Choosing your passphrase

If you have a speaker verification system (or plan to implement one) and haven’t decided on a passphrase yet, the following may be of interest. You’ve probably seen the advert where the little kid says “my voice is my password” to access his phone. For secure applications, this isn’t necessarily the best idea. Commonly spoken phrases, by their very nature, are easily predicted and susceptible to spoofing attacks by hackers. Similarly, using the same passphrase for all your applications (contact centre solutions, IVR systems, mobile apps etc) is akin to having the same password for everything. Not a good idea. Granted, it’s not quite as bad as having "Password" as your password. The biometric component of speaker verification adds a much-needed degree of added security. Of course, it’s unlikely that your corporate security policy would permit use of the same passphrase by every user, across multiple systems. Ideally, your speaker verification system should be flexible enough to allow users to choose their own passphrase.

What makes a good passphrase?

In a text-dependent system (i.e. one that is reliant on a specific phrase or sequence of words), you should be looking for a unique arrangement of words that takes about 2-3 seconds to utter.
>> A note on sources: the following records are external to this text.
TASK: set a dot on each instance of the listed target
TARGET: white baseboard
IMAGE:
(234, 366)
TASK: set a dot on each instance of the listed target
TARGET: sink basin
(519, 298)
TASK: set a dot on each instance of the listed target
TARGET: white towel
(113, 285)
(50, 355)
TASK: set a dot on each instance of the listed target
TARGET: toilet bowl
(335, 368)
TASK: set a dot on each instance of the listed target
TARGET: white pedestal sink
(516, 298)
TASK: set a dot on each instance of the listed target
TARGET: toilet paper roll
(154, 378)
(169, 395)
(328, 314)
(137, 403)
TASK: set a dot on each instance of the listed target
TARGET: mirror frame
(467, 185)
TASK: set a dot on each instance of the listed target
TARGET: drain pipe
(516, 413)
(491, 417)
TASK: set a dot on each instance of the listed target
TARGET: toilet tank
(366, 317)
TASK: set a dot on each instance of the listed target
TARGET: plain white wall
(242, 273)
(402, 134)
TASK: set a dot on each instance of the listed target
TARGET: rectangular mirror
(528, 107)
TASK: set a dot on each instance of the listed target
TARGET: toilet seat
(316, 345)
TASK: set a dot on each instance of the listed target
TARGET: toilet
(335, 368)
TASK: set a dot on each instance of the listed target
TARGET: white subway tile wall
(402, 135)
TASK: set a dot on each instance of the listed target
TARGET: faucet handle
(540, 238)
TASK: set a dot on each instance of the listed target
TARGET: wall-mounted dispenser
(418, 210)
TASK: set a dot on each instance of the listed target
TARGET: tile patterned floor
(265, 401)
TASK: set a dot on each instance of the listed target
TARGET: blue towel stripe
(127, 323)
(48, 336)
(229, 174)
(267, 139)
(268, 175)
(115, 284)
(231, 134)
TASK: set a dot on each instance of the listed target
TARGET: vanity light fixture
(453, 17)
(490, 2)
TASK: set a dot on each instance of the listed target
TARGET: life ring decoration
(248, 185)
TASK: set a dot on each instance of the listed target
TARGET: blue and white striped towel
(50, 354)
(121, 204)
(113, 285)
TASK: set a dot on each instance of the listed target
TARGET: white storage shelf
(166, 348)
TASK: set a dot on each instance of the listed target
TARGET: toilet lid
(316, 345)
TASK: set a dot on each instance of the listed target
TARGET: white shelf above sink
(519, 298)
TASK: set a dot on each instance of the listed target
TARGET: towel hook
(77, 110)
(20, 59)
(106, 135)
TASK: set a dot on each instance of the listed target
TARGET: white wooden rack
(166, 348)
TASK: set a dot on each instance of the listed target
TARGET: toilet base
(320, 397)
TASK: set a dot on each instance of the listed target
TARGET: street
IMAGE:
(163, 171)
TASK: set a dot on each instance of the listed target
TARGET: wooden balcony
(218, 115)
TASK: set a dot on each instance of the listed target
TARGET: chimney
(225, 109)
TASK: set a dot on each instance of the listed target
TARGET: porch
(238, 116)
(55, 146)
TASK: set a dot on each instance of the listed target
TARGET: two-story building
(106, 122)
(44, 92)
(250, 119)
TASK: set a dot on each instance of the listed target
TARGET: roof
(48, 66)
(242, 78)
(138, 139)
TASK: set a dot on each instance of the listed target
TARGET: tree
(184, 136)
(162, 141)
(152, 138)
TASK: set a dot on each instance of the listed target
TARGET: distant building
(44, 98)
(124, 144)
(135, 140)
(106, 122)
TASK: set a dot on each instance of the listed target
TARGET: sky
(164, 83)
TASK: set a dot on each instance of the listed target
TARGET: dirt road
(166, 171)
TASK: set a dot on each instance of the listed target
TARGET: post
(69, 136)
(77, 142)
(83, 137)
We recommend a phrase with a minimum of four syllables; something that is both easy to say, and easy to remember. This is enough to create a viable voiceprint when enrolment involves the analysis of several repeats of the same passphrase. From a security point of view, try to avoid a passphrase that might be easily associated with you as an individual. Social engineering is a popular identity theft tool, so avoid something predictable like your home address. In a text-dependent system, very few phonemes (the distinct, audible sounds that comprise a language) are needed, if you have enough samples. NB: although the English language has 26 letters in its alphabet, it has 44 phonemes. If you are enrolling via repetition, repeating the same sounds within the passphrase is not a bad thing, because we do not always pronounce them in the same way.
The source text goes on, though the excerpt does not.